SSGA thinks the industry is at an important inflection point as factor investing contributes to the extinction of certain kinds of active managers whose factor exposures can be captured more cost-efficiently through smart beta strategies.

With interest in factor investing as an alpha generator growing, investors are keen to know how quant managers specify and incorporate factor signals into their investment models.

(Related: Factor Investing: A Post-Modern Portfolio Theory)

Vladimir Zdorovtsov, managing director of Active Quantitative Equity at SSGA, considers a “factor” more broadly as “a systematic decision criterion” or “a way to compare multiple investment opportunities using the same rule.”
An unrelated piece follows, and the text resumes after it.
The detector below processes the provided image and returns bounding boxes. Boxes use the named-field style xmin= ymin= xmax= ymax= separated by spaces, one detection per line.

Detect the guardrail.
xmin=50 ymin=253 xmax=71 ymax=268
When it comes to active factor investing, Zdorovtsov said, the quality of the factors is far more important than the number of factors used in a model.

“The point is that managers can end up with more factors than they really ought to have if they are not thorough and methodical when looking for improvements to their process,” Zdorovtsov said. “We believe you need to have a properly high bar for including a factor, as well as a process for revisiting and refreshing what is in the existing model.”

2. Data

The volumes of new data continue to “boggle the mind,” according to the Rick Lacaille, chief investment officer at SSGA.

Every minute, 7.8 million videos are viewed, more than 3.3 million searches are entered, 151 million e-mail messages are sent and more than 436,000 tweets are posted, according to Internet Live Stats (cited by World Wide Web Consortium) as of September 2016.

“With real-time data literally pulled from the ether, we may be able to assess companies and markets far more quickly and with more granularity than ever before,” Lacaille wrote in the report. “All of this could be turned into a new class of investable information, heralding a new golden age of quantdriven active management.”

What will this new golden age of active quant management mean for the industry? Lacaille said access to data and the tools to harness that data will be “more important than ever.”

“Those asset management firms that have already made the necessary investments in data and technology will have an edge,” Lacaille wrote.

The combined forces of big data and technology will favor data-driven active managers, the report concludes.

3. Artificial Intelligence

AI is driving millions of dollars of investment in startups and research into a range of possible applications from strengthening internet search engines to building self-driving cars, according to the report.

What does this mean for the industry? Jean-Sebastien Parent-Chartier, senior quantitative research analyst at SSGA, is particularly focused on the “deep learning” aspect of AI.

“Recent breakthroughs in artificial intelligence, particularly in the area of deep learning, suggest that the new AI technologies could be poised to revolutionize research across any number of fields, including investment management,” Parent-Chartier wrote in the report.

The report defines deep learning as a “relentless research assistant.” Deep learning can accomplish a wide variety of tasks without human supervision and learn to recognize patterns through the act of processing vast quantities of data, according to the report.

SSGA’s Active Quantitative Equity team has made machine learning an important part of its big data innovation strategy to improve how it assesses the quality of data used in its models.

“We believe deep learning can measurably improve our ability to detect data anomalies and strengthen our ability to assess data integrity quickly and at a scale that was previously unthinkable with manual processes,” Parent-Chartier wrote.

Previously, data anomalies—which SSGA defines as any instance where an erroneous data item prevents its investment models from functioning as expected—were spotted using manual, hard-coded rules that were derived from common sense or as a result of lessons learned from previous errors.

“In the future, we believe that the combination of growing data sources and improved machine learning technology may revolutionize an active managers’ ability to identify and harvest new sources of alpha and open up a whole new chapter in our industry’s evolution,” Parent-Chartier wrote.